On 29.11.2008 11:53, Stefan Reinauer wrote:
Carl-Daniel Hailfinger wrote:
I think I can fix that serialization problem,
Aha? Mind to share the insight?
Sure. You found the bug. Really. Remember what you wrote earlier? Let me quote you:
The problem is that we end up with a valid option_table.o file (not truncated) but it has no symbols and no data in there. The file is 900 something bytes, which is exactly the size of an elf object created by touch foo.c gcc -c foo.c -o foo.o
And that's exactly what was happening. How?

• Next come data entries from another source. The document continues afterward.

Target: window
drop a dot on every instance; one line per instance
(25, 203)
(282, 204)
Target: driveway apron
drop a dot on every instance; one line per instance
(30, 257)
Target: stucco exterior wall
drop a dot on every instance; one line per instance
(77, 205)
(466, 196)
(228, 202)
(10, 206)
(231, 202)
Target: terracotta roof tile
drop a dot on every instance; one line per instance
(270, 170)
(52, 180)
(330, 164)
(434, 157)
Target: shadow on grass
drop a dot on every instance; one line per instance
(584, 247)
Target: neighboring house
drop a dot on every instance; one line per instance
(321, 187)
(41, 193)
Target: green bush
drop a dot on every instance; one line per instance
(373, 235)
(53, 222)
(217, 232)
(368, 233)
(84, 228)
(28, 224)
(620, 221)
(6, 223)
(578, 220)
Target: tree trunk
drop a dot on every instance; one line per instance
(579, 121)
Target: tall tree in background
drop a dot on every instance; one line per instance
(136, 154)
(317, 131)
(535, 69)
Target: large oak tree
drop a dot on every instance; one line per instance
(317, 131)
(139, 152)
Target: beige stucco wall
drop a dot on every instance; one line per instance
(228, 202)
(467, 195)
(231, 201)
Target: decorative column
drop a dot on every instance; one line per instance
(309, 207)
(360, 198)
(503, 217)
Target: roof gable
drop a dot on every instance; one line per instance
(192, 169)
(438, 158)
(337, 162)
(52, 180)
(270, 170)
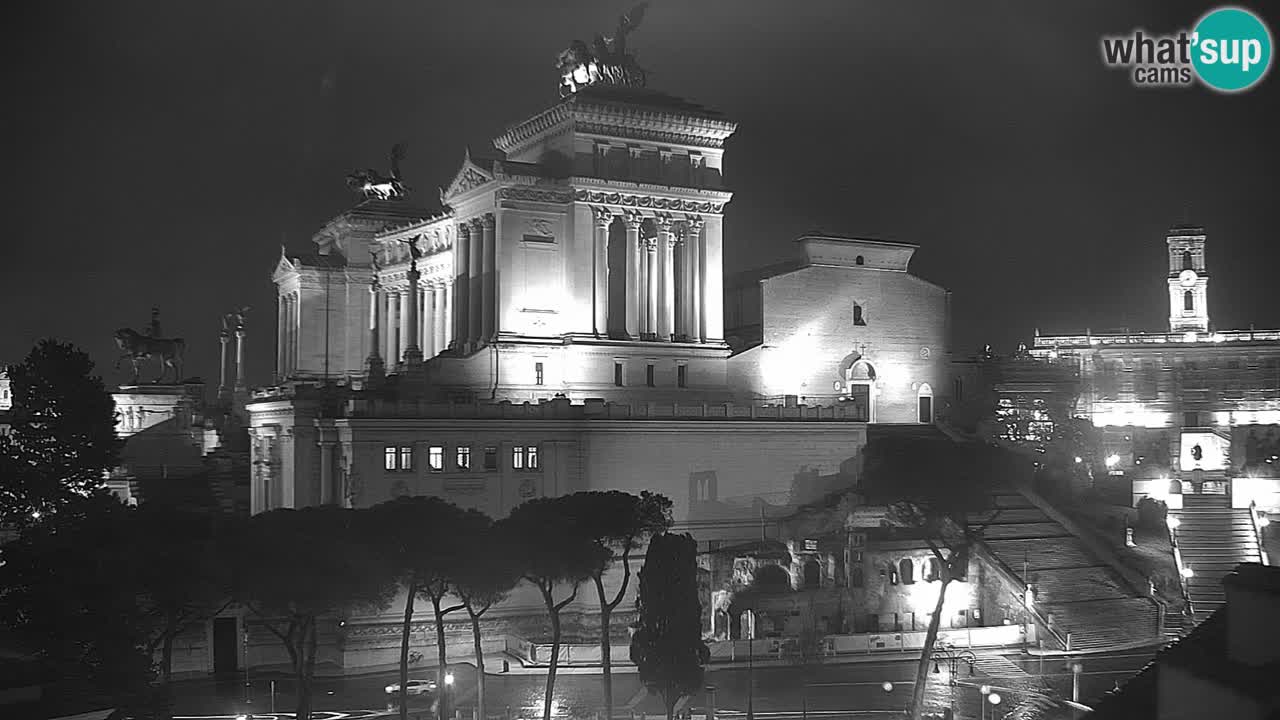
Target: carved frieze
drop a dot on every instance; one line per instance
(648, 201)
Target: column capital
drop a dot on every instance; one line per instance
(603, 217)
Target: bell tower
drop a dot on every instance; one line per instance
(1188, 281)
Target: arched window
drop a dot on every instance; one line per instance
(935, 570)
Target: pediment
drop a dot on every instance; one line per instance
(469, 177)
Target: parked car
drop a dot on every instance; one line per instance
(412, 687)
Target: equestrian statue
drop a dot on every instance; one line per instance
(138, 347)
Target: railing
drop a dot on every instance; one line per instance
(1257, 532)
(1022, 588)
(1178, 563)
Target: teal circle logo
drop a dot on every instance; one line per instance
(1230, 49)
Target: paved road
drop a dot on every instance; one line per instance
(828, 692)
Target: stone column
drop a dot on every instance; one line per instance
(650, 324)
(600, 272)
(475, 285)
(327, 490)
(393, 313)
(461, 287)
(667, 278)
(282, 341)
(240, 359)
(374, 364)
(222, 370)
(412, 323)
(489, 277)
(635, 292)
(694, 267)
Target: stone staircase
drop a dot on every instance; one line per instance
(1083, 596)
(1212, 538)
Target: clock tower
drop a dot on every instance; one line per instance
(1188, 281)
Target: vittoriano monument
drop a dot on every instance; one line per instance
(150, 345)
(374, 185)
(606, 62)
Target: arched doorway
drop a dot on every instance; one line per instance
(924, 404)
(812, 575)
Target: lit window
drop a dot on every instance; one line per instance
(524, 458)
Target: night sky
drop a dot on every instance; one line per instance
(164, 150)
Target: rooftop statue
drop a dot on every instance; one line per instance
(606, 62)
(138, 347)
(374, 185)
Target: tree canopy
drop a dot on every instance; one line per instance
(62, 440)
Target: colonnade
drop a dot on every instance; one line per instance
(664, 276)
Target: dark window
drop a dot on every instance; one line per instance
(906, 570)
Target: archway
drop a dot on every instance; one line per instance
(924, 404)
(812, 575)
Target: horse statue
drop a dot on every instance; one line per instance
(138, 347)
(374, 185)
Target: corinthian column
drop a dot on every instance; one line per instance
(600, 270)
(650, 324)
(489, 276)
(694, 265)
(667, 278)
(461, 287)
(635, 292)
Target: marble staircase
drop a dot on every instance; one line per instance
(1212, 538)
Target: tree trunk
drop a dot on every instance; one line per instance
(475, 638)
(442, 655)
(922, 670)
(554, 662)
(406, 630)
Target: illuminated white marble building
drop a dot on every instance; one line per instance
(1194, 402)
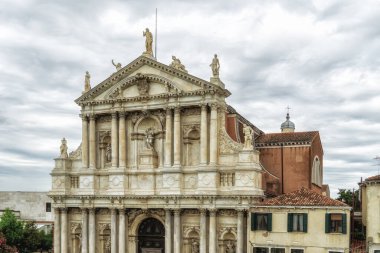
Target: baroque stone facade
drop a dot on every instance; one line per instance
(156, 170)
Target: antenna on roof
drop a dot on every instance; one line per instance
(155, 35)
(377, 158)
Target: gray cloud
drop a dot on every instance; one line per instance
(316, 56)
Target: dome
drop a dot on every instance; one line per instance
(287, 126)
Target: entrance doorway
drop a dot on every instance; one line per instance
(151, 236)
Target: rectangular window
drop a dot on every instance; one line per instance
(336, 223)
(261, 221)
(277, 250)
(260, 250)
(74, 182)
(297, 222)
(48, 207)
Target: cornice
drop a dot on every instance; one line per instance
(205, 86)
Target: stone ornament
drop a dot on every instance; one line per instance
(195, 246)
(63, 149)
(176, 63)
(87, 85)
(148, 42)
(117, 66)
(142, 84)
(149, 138)
(248, 133)
(215, 66)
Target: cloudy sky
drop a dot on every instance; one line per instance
(319, 57)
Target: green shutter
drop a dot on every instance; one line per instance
(290, 222)
(305, 222)
(254, 220)
(344, 223)
(269, 222)
(327, 222)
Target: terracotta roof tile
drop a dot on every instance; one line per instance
(302, 197)
(288, 138)
(373, 178)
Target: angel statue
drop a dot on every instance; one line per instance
(149, 138)
(248, 132)
(117, 66)
(148, 42)
(63, 149)
(215, 66)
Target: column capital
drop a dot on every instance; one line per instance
(114, 114)
(177, 110)
(92, 116)
(214, 106)
(213, 212)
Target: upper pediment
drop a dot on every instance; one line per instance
(145, 78)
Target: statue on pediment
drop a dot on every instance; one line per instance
(142, 84)
(176, 63)
(87, 85)
(63, 149)
(215, 66)
(117, 66)
(148, 42)
(248, 132)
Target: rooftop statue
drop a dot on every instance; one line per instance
(63, 149)
(215, 66)
(148, 42)
(87, 85)
(248, 132)
(117, 66)
(176, 63)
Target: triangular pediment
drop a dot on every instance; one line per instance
(146, 78)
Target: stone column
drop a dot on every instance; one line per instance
(177, 231)
(84, 142)
(57, 231)
(213, 134)
(177, 136)
(64, 241)
(212, 232)
(92, 231)
(203, 232)
(122, 141)
(122, 231)
(204, 144)
(92, 142)
(114, 135)
(240, 232)
(84, 231)
(113, 231)
(168, 231)
(168, 138)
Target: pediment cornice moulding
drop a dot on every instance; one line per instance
(205, 87)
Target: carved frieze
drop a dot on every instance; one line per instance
(227, 145)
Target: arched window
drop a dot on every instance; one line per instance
(316, 172)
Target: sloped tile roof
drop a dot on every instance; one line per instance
(302, 197)
(286, 138)
(373, 178)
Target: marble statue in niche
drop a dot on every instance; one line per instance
(63, 149)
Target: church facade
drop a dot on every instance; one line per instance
(157, 170)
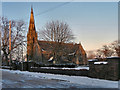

Look at how option_table.c and option_table.o are generated. util/options/build_opt_tbl.c is doing that and it seems to be doing this in a way that confuses make. How can creating a simple file confuse make? GCC does it all the time. The answer is that gcc does it differently. Make totally depends on timestamps. It also assumes that if a file is present, it is usable. (Reread the last sentence, it is important.) The only way to make sure that a file is usable directly in the instant it is created (to avoid race conditions) is to demand creating and writing the whole file has to be one atomic operation. There is no way to do that directly with the standard fopen/fwrite/fclose. There is one way out: Use an atomic operation to make the whole file available. Rename is atomic. Create(open)/write/close a file with a temporary unique name, and after that is done, rename it to the file you wanted to create in the first place. gcc does it that way and make is happy. build_opt_tbl creates the files directly and has a HUGE race between fopen and fclose. We're hitting that race condition.
How do we solve it? Two ways are possible: 1. Fix build_opt_tbl.c to use fopen/fwrite/fclose/rename. 2. Perform that logic in the makefile. Fixing build_opt_tbl.c is IMHO the preferred course because it avoids hacks in makefiles.
I'd provide a patch, but my right hand is injured and I am typing with my left hand only (no worries ;-)).
but it seems r3777 makes the situation a bit better than it was before. That alone is an improvement. Stefan, you are right about the time/result tradeoff. If the failure rate stays low enough, we might want to leave your fix in place and simply accept the occassional failure.
Oh, we do want to leave my fix in place, even if you come up with another fix on top of that.
Absolutely. (Technically, the problem will be fixed completely by fixing build_opt_tbl.c even if r3777 is reverted.) Improving make rules for better readability and less overhead is something I'd call a requirement as well, so r3777 is a keeper.
Having two rules for the same set of files is quite unhealthy.
Yes, that's true. We had a similar problem some time back in v2. v3 also has them, but they are not showing up yet. I should resend my v3 dependency fix RFC, maybe it gathers more interest this time.
Regards, Carl-Daniel